# Millersburg, OH - Kolby YM Friendly Fast Learner



## pamela berger (Jun 19, 2008)

Petfinder Adoptable Dog | German Shepherd Dog | Millersburg, OH | Kolby.










*Date Available: *11/19/2010
*Name: *Kolby
*Breed: *German Shepherd
*Gender: *Male
*Altered: *No
*Approximate Age: *1 year 3 months
*Approximate Weight: *55 lbs
*Date Found: *Stray- 11/15/2010
*Area Found: *Big Prairie
*Disposition: *Friendly
*Comments: *Handsome young boy with lots of energy! Kolby is not to sure about the leash and would probably benefit from some basic obedience training.

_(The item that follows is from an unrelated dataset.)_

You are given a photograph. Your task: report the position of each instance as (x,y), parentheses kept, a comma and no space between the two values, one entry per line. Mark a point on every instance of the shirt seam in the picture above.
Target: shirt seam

He sure does seem to be a quick learner though, with lots of love to give


----------



## pamela berger (Jun 19, 2008)

bump


----------



## kess&ellie (Jan 14, 2008)




----------



## DaniaD (May 4, 2009)

Oh WOW! Kolby is super-cute!!!


----------



## Anja1Blue (Feb 27, 2008)

DaniaD said:


> Oh WOW! Kolby is super-cute!!!


Yep, adorable cutie pie! :wub: I love sables......
_________________________________________
Susan

Anja SchH3 GSD
Conor GSD
Blue BH WH T1 GSD - waiting at the Bridge :angel:


----------



## pamela berger (Jun 19, 2008)

bump


----------



## pamela berger (Jun 19, 2008)

Pending


----------



## Deuce (Oct 14, 2010)

Pretty boy and I love the name.


----------